To have adequate blood volume, the body needs plenty of water. When the body loses water, blood volume and blood pressure go down. This means that the brain struggles to get the oxygen, which is carried in the blood, that it needs. The consequence of this is dizziness, light-headedness, and weakness (8). Therefore, another thing to do if you are feeling dizzy or lightheaded is to drink plenty of fluids, preferably water.

How does diabetes affect the nervous system?: nervous-system-graphic

Vestibular dysfunction

Diabetes can cause a variety of serious health problems. However, one of the less well-known complications of diabetes is vestibular dysfunction. This can lead to feelings of dizziness and balance problems. High blood sugar levels damage the vestibular system in the inner ear, which is in charge of our sense of balance (9). This causes vestibular dysfunction (10). This can lead to a number of problems, such as feeling dizzy, having vertigo, and having trouble walking or standing up. In severe cases, vestibular dysfunction can even lead to falls and injuries. If you have diabetes and are experiencing any type of balance problem or dizziness, it's important to see your doctor so that you can be properly diagnosed and treated.

Diabetic Medication

Anyone with diabetes knows, managing the condition requires careful attention to diet, exercise, and medication. One of the most common diabetes medications is metformin, which helps regulate blood sugar levels (11). However, metformin can also cause some side effects, including dizziness (12). Metformin makes people feel dizzy, but no one knows exactly why. It may have something to do with how the drug affects blood sugar levels. When blood sugar levels drop too low, it can cause light-headedness and dizziness.

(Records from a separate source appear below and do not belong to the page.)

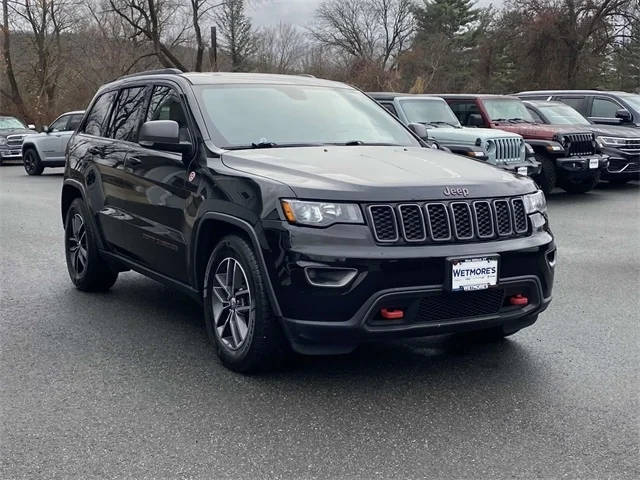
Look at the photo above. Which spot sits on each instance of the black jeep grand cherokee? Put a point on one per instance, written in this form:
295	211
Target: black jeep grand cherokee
300	213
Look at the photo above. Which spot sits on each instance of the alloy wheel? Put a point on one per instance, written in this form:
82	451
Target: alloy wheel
232	305
77	245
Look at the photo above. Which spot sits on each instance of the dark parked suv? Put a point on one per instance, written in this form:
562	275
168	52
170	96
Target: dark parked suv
300	214
602	107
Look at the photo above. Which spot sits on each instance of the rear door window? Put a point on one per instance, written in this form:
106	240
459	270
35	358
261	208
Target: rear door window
576	102
97	119
165	104
60	125
463	109
604	108
126	118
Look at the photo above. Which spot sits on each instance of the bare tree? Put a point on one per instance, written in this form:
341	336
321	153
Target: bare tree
279	49
14	94
236	32
373	30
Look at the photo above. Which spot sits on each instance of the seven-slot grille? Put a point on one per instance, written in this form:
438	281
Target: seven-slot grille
580	144
509	150
631	145
438	222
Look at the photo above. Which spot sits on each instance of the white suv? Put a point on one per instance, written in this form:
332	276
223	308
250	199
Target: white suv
47	149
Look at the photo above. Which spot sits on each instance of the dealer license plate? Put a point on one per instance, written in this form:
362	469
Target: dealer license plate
473	273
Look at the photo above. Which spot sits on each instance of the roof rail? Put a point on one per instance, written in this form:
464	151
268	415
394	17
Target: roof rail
161	71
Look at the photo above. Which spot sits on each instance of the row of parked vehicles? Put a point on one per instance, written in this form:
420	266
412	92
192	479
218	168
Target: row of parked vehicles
305	217
569	139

In some cases, these symptoms may go away after a few minutes. However, if they persist or become severe, it is important to seek medical attention. Though dizziness is a potential side effect of metformin, it is important to remember that the drug has been shown to be safe and effective for most people with diabetes.

Another diabetes medication that can cause dizziness as a side effect is sulfonylureas, which helps to lower blood sugar by stimulating the pancreas to produce more insulin. These medications can cause low blood sugar, which can lead to dizziness (13). Another type of diabetes medication is thiazolidinediones, which works by increasing the sensitivity of cells to insulin. These medications can also cause low blood sugar, which leads to dizziness (14).

Finally, another type of anti-diabetic medication called alpha-glucosidase inhibitors works by slowing the digestion of carbohydrates. On their own, they do not cause low blood sugar levels and dizziness. However, as they are often taken with sulfonylureas, this can lead to hypoglycemia and dizziness (15). If you are taking any of these medications and experience dizziness, be sure to talk to your doctor.


If you have diabetes, it’s important to monitor your blood sugar levels carefully and regularly and take steps to control your diabetes. This includes eating a healthy diet, getting regular exercise, and taking medication as prescribed. It is also important to work with your doctor, diabetic practitioner, and optician to manage your condition effectively. Taking steps to keep yourself healthy is one of the best things you can do for your overall health, and it may help you avoid some serious complications down the road.